JUST KEEP PUMPING

City AM  is worth a glance should you come across a not-too-soggy copy outside your local railway station. It’s aimed at aspirant but none too bright city workers and offers them on their now less frequent commute to the office lots of jargon-rich financial gossip. It doesn’t often stray into anything with a time horizon exceeding six months; and, like most financial reporting, it’s obsessed with the immediate effect of central bank misdirected attempts to manage inflation and includes a large dose of snake oil around new financial jargon and technology. There is, for example, a whole page in the edition on Monday, 13 May, on what might best be described as crypto-jargon.

City AM typically ignores the climate crisis except when it has some short-term effect on share prices. Thus in the same edition it reports Barclays Bank’s huge investment  in oil extraction but only as an issue which might affect their share price by upsetting nominally ‘ethical’ investment fund managers, not as criminally irresponsible behaviour. Another article in the same edition entitled  ‘Climate change isn’t a culture war, either we all win or we all lose’ might therefore be seen as a welcome departure from this short termism. A closer examination of this article dashes this hope.

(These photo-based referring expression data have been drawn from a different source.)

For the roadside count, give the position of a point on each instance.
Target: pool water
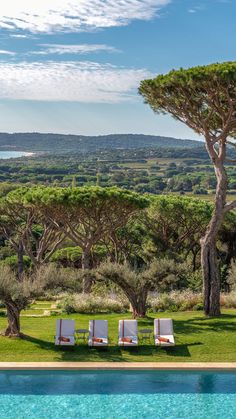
(117, 395)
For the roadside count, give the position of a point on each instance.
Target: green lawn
(197, 339)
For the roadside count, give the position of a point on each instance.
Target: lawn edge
(76, 366)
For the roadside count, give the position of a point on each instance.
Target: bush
(228, 300)
(88, 304)
(174, 301)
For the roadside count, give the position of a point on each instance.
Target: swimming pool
(117, 394)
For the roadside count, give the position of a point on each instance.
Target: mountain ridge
(52, 142)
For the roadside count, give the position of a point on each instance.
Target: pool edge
(73, 366)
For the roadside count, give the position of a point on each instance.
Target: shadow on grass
(82, 353)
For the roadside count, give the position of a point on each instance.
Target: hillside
(59, 143)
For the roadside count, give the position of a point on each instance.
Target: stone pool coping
(86, 366)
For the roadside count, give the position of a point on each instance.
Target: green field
(197, 339)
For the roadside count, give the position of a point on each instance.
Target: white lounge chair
(163, 332)
(128, 333)
(65, 332)
(98, 333)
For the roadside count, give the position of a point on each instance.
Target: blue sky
(74, 66)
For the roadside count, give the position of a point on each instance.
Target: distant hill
(59, 143)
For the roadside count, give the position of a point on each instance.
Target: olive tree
(28, 233)
(137, 284)
(87, 214)
(204, 98)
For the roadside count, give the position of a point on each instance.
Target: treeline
(124, 169)
(140, 243)
(59, 143)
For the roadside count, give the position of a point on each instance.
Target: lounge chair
(98, 333)
(128, 333)
(65, 332)
(163, 332)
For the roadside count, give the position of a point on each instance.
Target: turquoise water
(12, 154)
(117, 395)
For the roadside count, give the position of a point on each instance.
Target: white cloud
(18, 36)
(61, 49)
(4, 52)
(69, 81)
(74, 15)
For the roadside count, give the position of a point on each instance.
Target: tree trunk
(139, 304)
(87, 280)
(13, 317)
(210, 265)
(20, 257)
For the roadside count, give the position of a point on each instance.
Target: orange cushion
(99, 340)
(128, 340)
(163, 339)
(63, 339)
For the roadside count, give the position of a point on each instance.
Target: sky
(74, 66)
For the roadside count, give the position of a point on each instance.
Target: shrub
(174, 301)
(228, 300)
(81, 303)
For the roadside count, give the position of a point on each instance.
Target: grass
(197, 339)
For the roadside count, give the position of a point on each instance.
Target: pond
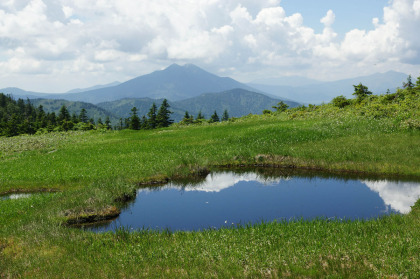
(230, 198)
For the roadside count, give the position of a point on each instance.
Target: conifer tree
(225, 116)
(108, 123)
(144, 123)
(163, 118)
(281, 106)
(361, 91)
(214, 117)
(63, 115)
(152, 116)
(200, 116)
(83, 116)
(409, 84)
(134, 120)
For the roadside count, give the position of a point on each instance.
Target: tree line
(22, 117)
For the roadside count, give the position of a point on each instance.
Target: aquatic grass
(93, 169)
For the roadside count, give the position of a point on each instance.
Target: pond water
(232, 198)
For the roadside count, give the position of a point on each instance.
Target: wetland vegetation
(95, 171)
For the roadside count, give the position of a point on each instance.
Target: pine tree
(409, 84)
(214, 117)
(281, 106)
(83, 116)
(361, 91)
(63, 115)
(152, 116)
(163, 118)
(134, 120)
(200, 116)
(107, 123)
(225, 116)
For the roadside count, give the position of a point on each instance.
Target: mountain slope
(93, 111)
(238, 102)
(173, 83)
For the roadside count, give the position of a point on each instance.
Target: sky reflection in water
(228, 198)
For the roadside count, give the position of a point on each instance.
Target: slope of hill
(78, 90)
(324, 92)
(93, 111)
(173, 83)
(238, 102)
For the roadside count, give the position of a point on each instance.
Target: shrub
(340, 101)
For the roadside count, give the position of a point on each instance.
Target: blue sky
(58, 45)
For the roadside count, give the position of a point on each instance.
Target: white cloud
(400, 196)
(329, 19)
(252, 37)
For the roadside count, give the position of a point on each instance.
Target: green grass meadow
(89, 171)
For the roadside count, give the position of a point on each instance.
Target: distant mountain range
(95, 112)
(190, 88)
(79, 90)
(237, 102)
(173, 83)
(308, 91)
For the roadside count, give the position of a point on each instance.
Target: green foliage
(163, 118)
(214, 118)
(361, 91)
(281, 106)
(340, 101)
(200, 116)
(134, 120)
(409, 84)
(83, 116)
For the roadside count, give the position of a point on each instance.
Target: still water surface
(231, 198)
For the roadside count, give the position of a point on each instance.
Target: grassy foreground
(91, 170)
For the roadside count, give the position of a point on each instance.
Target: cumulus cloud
(123, 39)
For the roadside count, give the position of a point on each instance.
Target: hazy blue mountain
(78, 90)
(23, 94)
(238, 102)
(293, 81)
(324, 92)
(95, 112)
(173, 83)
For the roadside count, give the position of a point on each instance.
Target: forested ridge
(22, 117)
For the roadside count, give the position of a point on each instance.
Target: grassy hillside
(93, 170)
(238, 102)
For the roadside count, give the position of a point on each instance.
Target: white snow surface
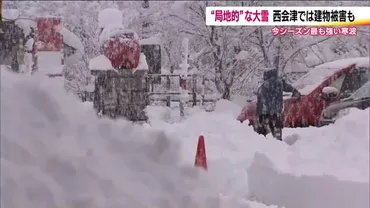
(308, 82)
(49, 62)
(338, 152)
(150, 41)
(55, 152)
(100, 62)
(110, 16)
(329, 90)
(242, 55)
(112, 30)
(10, 14)
(71, 39)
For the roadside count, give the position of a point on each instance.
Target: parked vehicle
(318, 88)
(360, 100)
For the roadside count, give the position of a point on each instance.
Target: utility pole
(1, 11)
(146, 21)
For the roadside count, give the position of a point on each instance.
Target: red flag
(200, 157)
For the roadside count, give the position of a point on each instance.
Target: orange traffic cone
(200, 157)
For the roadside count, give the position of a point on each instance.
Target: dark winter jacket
(270, 94)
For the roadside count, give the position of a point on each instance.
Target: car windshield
(312, 79)
(363, 92)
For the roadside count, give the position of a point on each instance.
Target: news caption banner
(304, 21)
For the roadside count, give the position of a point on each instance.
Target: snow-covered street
(55, 152)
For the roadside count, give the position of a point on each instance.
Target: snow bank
(225, 106)
(100, 63)
(242, 55)
(49, 62)
(150, 41)
(71, 39)
(110, 16)
(271, 186)
(326, 167)
(339, 151)
(308, 82)
(10, 14)
(55, 153)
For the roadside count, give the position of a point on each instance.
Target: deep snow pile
(55, 153)
(340, 151)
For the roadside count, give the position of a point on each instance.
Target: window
(354, 80)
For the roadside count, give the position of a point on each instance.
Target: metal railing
(172, 87)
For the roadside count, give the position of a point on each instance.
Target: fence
(171, 86)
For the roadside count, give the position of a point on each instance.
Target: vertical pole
(1, 11)
(146, 21)
(194, 77)
(183, 76)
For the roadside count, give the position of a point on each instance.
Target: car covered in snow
(360, 100)
(318, 88)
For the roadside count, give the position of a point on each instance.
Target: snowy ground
(56, 153)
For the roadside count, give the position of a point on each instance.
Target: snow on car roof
(308, 82)
(341, 63)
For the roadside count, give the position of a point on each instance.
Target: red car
(321, 86)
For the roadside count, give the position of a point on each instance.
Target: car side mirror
(329, 93)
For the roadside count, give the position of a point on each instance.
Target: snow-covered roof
(112, 30)
(110, 16)
(10, 14)
(317, 75)
(150, 41)
(71, 39)
(341, 63)
(100, 63)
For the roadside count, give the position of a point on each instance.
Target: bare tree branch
(291, 55)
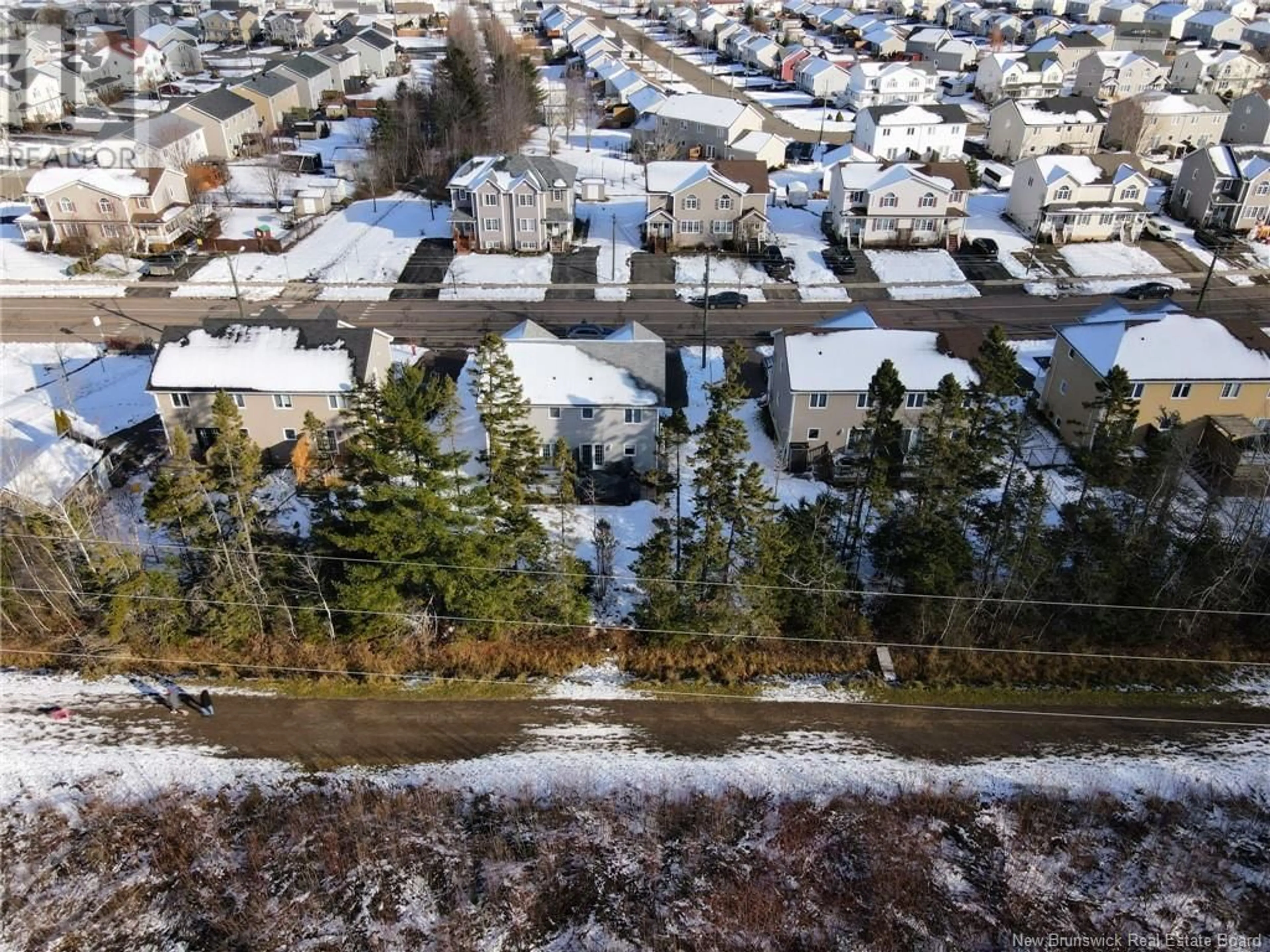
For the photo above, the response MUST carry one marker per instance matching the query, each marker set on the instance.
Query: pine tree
(512, 456)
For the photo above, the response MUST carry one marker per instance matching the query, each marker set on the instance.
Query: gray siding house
(601, 397)
(517, 204)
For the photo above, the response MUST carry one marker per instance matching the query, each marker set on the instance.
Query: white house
(922, 131)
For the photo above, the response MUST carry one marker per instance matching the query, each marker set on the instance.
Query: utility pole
(705, 315)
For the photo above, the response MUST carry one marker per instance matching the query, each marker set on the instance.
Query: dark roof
(750, 172)
(323, 331)
(220, 104)
(948, 113)
(267, 84)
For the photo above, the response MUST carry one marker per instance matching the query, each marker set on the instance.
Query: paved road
(460, 323)
(331, 733)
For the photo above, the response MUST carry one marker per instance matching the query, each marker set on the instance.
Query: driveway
(427, 266)
(652, 270)
(578, 267)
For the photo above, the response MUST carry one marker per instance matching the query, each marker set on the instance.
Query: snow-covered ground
(497, 277)
(798, 233)
(726, 275)
(917, 276)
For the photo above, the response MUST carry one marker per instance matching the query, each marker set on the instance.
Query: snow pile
(726, 275)
(498, 277)
(600, 682)
(915, 276)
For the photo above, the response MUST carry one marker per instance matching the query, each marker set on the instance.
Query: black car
(586, 332)
(724, 299)
(1149, 291)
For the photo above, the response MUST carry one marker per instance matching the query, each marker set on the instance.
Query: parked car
(1149, 291)
(1160, 229)
(724, 299)
(586, 332)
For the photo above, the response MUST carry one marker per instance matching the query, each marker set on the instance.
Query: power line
(461, 619)
(944, 709)
(755, 586)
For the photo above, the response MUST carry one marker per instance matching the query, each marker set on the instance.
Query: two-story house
(227, 120)
(1213, 28)
(818, 384)
(904, 205)
(886, 84)
(695, 205)
(1116, 74)
(912, 131)
(1223, 187)
(275, 369)
(120, 210)
(1223, 73)
(1249, 122)
(378, 53)
(516, 204)
(1183, 370)
(1065, 198)
(274, 95)
(1166, 122)
(601, 397)
(697, 126)
(1022, 127)
(1036, 75)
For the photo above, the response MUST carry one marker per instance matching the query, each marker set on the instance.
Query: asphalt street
(460, 323)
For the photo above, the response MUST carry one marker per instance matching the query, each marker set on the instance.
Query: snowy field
(497, 277)
(917, 276)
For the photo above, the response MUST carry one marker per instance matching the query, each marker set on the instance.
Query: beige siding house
(1019, 129)
(519, 204)
(1066, 198)
(275, 369)
(695, 205)
(818, 384)
(601, 397)
(1183, 369)
(120, 210)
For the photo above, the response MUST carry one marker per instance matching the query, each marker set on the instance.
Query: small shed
(594, 191)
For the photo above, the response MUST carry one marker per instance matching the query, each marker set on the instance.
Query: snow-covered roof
(848, 360)
(253, 357)
(1176, 347)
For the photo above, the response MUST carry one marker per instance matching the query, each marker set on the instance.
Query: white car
(1161, 229)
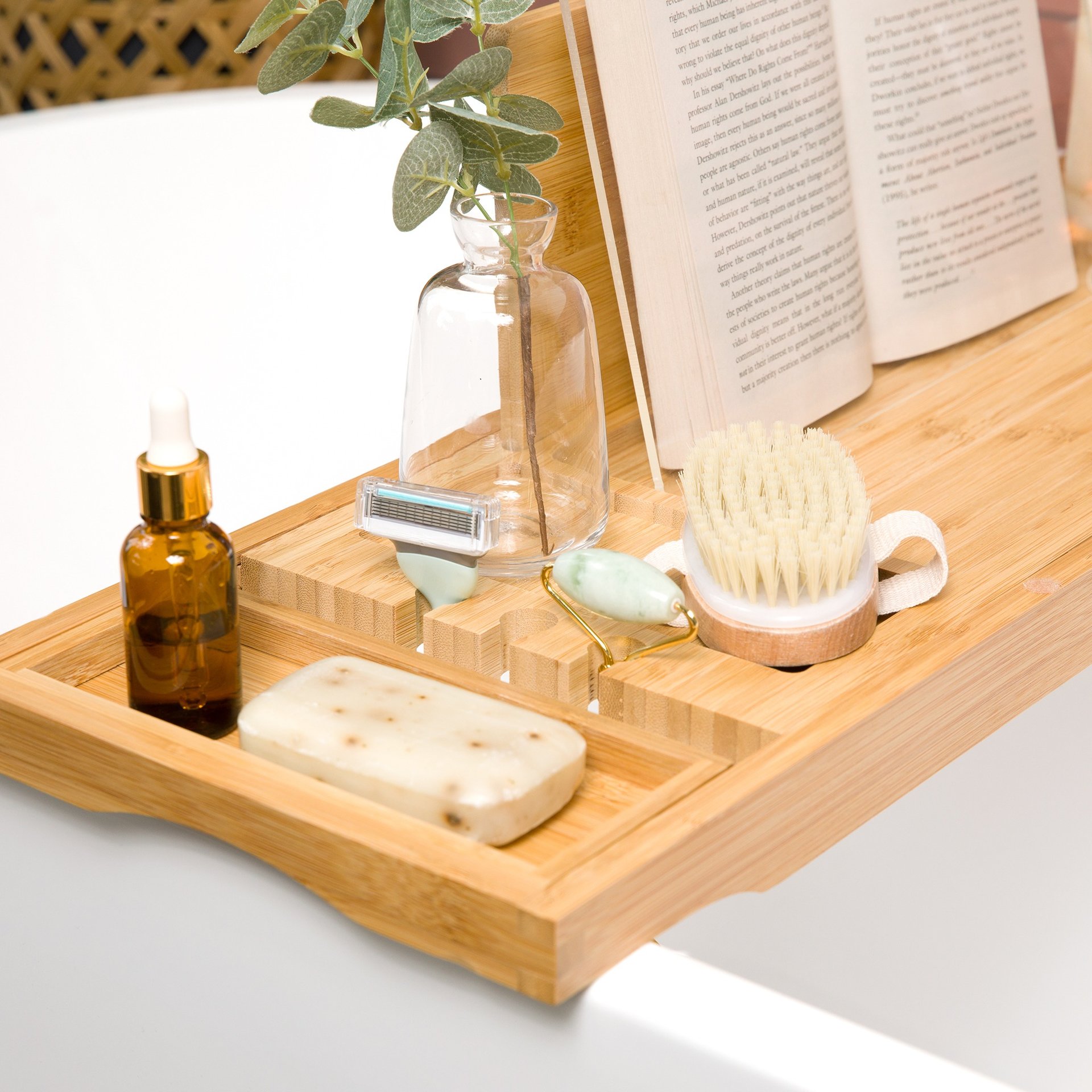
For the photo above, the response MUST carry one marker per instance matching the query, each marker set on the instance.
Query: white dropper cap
(172, 444)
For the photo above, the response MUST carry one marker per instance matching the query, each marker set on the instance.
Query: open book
(812, 187)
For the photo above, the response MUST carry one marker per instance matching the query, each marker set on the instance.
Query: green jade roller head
(619, 587)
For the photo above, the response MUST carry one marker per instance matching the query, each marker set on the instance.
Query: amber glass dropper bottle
(178, 589)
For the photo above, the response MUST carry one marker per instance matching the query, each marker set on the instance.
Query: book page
(751, 96)
(956, 178)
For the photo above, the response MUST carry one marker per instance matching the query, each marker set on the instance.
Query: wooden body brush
(779, 568)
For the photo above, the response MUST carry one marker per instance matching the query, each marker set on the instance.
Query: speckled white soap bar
(458, 759)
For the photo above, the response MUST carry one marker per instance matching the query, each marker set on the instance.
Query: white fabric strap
(908, 589)
(885, 536)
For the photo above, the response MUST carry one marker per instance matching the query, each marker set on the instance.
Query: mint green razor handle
(618, 587)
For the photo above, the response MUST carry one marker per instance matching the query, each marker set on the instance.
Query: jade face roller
(618, 587)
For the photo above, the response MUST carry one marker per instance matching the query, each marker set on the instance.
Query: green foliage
(271, 18)
(454, 147)
(428, 168)
(530, 111)
(491, 139)
(491, 11)
(356, 13)
(477, 76)
(401, 75)
(429, 26)
(519, 181)
(342, 114)
(305, 48)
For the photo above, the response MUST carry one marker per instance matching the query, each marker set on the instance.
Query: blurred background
(92, 49)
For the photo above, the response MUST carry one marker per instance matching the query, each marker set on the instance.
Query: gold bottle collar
(173, 494)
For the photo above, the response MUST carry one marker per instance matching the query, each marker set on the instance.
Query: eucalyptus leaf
(342, 114)
(428, 26)
(530, 111)
(449, 9)
(520, 181)
(271, 19)
(475, 76)
(486, 139)
(491, 11)
(391, 101)
(503, 11)
(356, 13)
(459, 109)
(305, 48)
(428, 168)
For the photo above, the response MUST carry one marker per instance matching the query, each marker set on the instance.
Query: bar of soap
(466, 763)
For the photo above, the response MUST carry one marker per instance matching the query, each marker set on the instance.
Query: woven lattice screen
(55, 52)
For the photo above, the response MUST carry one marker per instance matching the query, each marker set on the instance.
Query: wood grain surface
(708, 775)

The author of the article is Frances Lasok. She describes herself as a ‘freelance writer’ but is,  in reality, a Tory campaign manager, failed local government candidate and parliamentary hopeful, although her prospect for the last form of employment will have been adversely impacted by the current Tory meltdown. In her article, she recognises, contrary to the typical City AM line,  the seriousness of the climate crisis but then argues that “we are all in it together” and can be addressed with unspecified policies that are “necessary and fair”.  She criticises  environmental campaigners like Just Stop Oil for implying that the crisis largely affects the poor or, as she refers to them “people who don’t pay the bills” . She exhorts us to “support policies that incentivise rather than punish, unite rather than split and focus on the collective challenge”.  She doesn’t specify what these policies are  –  “Just Keep Pumping” perhaps?

Just Stop Oil’s tactics might be questioned, but not their goal. Fossil fuels have to  be kept in the ground if the climate crisis is not to engulf the world. To deny that the climate crisis  is a class issue is to overlook that the 0.1% , buffered by AI and their huge, accumulated wealth, will confidently expect to survive it for centuries. Meanwhile, the 1%, cocooned in the ethos of short-termism promoted by City AM,  will mistakenly hope to share in this outcome. Meanwhile, the rest the world’s population faces the prospect of extinction. Just Stop Oil, other environmental campaigners and the CP will continue strive, in their different ways, to organise and call for the climate crisis to be addressed.